AB Testing For Digital Products

What is an AB test?

AB testing is a great method to increase the efficiency of a web page, app or any other digital product. AB testing allows businesses to test and validate product change ideas, rather than making changes based on assumptions or intuition alone.

In an A/B test, two variants of a digital product (A and B) are compared against each other by showing each variant to a randomly selected group of users and measuring their response.

AB testing is used in many different industries to improve user experience and engagement. Here are three examples of industries that frequently use AB testing:

Software and mobile development: Developers use AB testing to test different variations of the software or mobile app UI to determine which version performs better.
Digital marketing: By testing different versions of ads, marketers can determine which ads are the most effective in terms of driving user engagement.
User experience (UX) design: UX designers use AB testing to test different versions of website layouts, button designs, and navigation menus to optimize user experience.

What Are the Steps to AB Testing?

Imagine we have a messenger app. It is working well, and our existing clients are quite happy. A manager brings forth the idea that he has a feeling the users would like the app more if the main color was blue instead of the current color of green. Of course, the manager is a smart professional, however we do not want to introduce such a huge change to the app based on his sole “feeling“. To check if the “feeling“ of the manager is correct we should conduct an AB test.

Here are the 6 steps of the AB testing process:

Form Your Hypotheses

First, we need to form our hypotheses that will be checked with the AB test.

In the messenger-case described above we will have the following hypotheses:

H0: Messenger users would not have a better app-experience if the app was blue colored.

H1: Messenger users would have a better app-experience if the app was blue-colored.

The goal of the AB test will be to find evidence for H1. If the evidence is enough we will reject the null hypothesis H0 and conclude that the messenger app color should change to blue.

Choose the Right Success Metric

Second, we need to choose some numerical metric that will represent “success” of the change. It could be the number of active users, conversions, clicks or any other metric reflecting the success of the business.

In the messenger-case described above we can choose the success-metric as any metric that represents how happy the users are with the app.

Some Success-Metric Examples:

Number of active users per day (or any other period).
Number of messages sent per user per day (or any other period).
Number of minutes spent in the app by user per day (or any other period).
And so on.

All these metrics represent user satisfaction with the app and we can choose any of them for the AB test. Let’s choose the second one - the number of messages sent per user per week.

Choose the Significance Level

Statistically speaking, the significance level represents the probability of rejecting the null hypothesis when it is actually true (type I error). In simpler words, the significance level is a measure of how much evidence is required to reject the null hypothesis. The lower the significance level the more evidence is needed to reject the null hypothesis.

Choosing the appropriate significance level depends on the problem we are willing to solve with the AB test. Commonly a 5% significance level is used, meaning we are willing to accept a 5% chance of rejecting the null hypothesis when it is true. However, if the change suggested is of high importance, and we are afraid of a mistake, then in such a case we can use a tighter significance level, for example, 1%.

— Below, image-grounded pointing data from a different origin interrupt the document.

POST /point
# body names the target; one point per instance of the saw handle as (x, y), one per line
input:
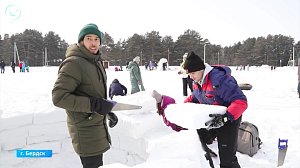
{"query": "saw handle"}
(282, 143)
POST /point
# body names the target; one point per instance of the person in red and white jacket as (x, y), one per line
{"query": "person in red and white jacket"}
(215, 85)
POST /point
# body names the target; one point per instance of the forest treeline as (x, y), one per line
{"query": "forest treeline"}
(274, 50)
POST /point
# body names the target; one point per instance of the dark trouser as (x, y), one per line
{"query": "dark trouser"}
(299, 89)
(92, 161)
(227, 144)
(187, 82)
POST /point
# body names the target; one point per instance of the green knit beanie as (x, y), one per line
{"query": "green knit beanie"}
(89, 29)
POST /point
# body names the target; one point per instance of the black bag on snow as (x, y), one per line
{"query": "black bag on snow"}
(248, 139)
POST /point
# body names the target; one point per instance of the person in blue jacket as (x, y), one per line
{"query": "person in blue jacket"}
(116, 88)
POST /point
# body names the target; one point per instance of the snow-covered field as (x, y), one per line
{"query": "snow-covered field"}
(30, 121)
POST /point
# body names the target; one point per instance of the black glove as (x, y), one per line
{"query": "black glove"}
(218, 121)
(112, 119)
(101, 106)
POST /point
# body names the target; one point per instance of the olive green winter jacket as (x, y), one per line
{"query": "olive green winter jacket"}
(81, 75)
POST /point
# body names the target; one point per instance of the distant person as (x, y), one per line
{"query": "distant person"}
(186, 80)
(165, 66)
(23, 66)
(299, 76)
(27, 67)
(20, 65)
(117, 89)
(81, 90)
(13, 66)
(2, 66)
(135, 76)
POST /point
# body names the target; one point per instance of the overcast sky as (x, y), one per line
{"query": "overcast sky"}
(223, 22)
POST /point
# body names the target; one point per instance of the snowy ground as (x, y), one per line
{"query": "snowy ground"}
(30, 121)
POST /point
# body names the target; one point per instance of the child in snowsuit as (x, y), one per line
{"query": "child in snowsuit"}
(116, 88)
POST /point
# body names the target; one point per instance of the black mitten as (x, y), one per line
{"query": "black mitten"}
(218, 121)
(101, 106)
(112, 119)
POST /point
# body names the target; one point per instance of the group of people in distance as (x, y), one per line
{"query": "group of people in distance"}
(81, 89)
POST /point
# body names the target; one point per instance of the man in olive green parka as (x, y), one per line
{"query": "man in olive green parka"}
(81, 89)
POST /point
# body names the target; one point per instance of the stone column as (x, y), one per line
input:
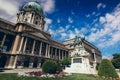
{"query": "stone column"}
(24, 47)
(59, 54)
(16, 43)
(40, 49)
(48, 51)
(94, 63)
(55, 53)
(3, 41)
(33, 47)
(17, 39)
(21, 43)
(62, 54)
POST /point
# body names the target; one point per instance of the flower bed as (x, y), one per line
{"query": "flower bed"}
(41, 74)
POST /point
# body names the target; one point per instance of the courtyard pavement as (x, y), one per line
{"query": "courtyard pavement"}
(20, 70)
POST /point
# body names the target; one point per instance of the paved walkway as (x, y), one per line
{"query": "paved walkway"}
(20, 70)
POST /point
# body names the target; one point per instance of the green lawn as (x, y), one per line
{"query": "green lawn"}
(72, 77)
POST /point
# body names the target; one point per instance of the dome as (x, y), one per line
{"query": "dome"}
(33, 6)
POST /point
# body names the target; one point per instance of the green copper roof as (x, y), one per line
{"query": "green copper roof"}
(33, 6)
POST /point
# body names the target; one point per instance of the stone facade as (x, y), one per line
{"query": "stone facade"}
(25, 44)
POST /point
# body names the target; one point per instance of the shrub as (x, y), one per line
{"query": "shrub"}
(50, 67)
(107, 69)
(66, 61)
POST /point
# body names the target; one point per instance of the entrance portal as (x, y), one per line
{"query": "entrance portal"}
(35, 63)
(3, 60)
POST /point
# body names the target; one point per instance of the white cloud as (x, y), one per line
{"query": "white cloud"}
(48, 22)
(93, 13)
(58, 20)
(70, 20)
(48, 5)
(102, 20)
(101, 5)
(109, 34)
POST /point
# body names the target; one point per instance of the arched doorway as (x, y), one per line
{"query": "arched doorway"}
(35, 63)
(26, 61)
(3, 60)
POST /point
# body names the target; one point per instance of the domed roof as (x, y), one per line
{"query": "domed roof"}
(33, 6)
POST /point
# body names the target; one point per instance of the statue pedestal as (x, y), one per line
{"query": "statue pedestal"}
(80, 63)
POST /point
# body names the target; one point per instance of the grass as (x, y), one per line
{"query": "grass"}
(11, 76)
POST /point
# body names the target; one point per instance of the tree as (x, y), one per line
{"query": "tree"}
(116, 60)
(107, 69)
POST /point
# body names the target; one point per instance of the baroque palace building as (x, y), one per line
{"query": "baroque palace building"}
(26, 44)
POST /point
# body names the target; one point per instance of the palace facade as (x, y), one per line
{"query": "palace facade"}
(27, 45)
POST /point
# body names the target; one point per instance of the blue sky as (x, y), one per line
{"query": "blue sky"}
(97, 20)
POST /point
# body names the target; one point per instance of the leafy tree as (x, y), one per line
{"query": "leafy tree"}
(66, 61)
(116, 60)
(107, 69)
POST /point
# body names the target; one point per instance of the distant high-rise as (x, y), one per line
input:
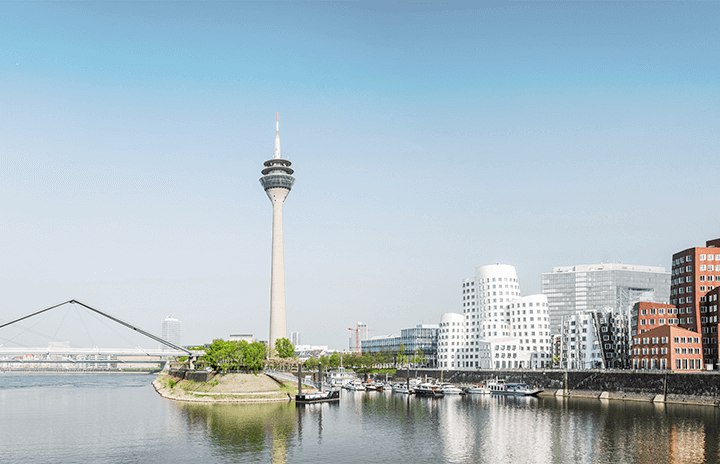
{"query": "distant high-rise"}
(277, 180)
(171, 331)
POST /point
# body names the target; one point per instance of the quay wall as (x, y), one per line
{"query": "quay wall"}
(195, 376)
(670, 387)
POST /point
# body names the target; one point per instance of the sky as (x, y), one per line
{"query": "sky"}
(427, 139)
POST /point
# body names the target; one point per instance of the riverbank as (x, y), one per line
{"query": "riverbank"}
(225, 388)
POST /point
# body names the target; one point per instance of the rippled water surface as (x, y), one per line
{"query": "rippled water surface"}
(90, 418)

For the messenger-case let’s take 5% significance level.

Design the Control and Experimental Groups

After the success metric and significance level are chosen we need to create 2 random groups of users. One group will be called “control sample” and the other – “experiment sample”. The control sample will have the old version of the app, website or software, whereas the experiment one will have the new version with the proposed changes. In the messenger-case the control sample will have the old green interface, and the experiment sample - the new blue version.

The sample sizes depend on multiple factors:

Significance level - the lower the significance level, the more evidence we need to reject null hypothesis, therefore a larger sample size is required.
Metric variance - the higher the metric variability the more noise we will have in the results, hence a larger sample size is needed.
AB test duration - the faster we need to get the results, the more evidence we want to collect per unit of time, and therefore a bigger sample is required.

In general, the larger the sample size the better it is, as you collect more evidence and increase the reliability of the AB test results. However in practice we might have some sample size restrictions, as larger sample sizes usually requires more resources and bears more risks. For example, in the messenger-case if we make a sample from 1% of the users it might be fine. However, making a sample from 30% of users can bear high risks. What if the users do not like the blue color of the app and stop using it? In that case we bear high business risks.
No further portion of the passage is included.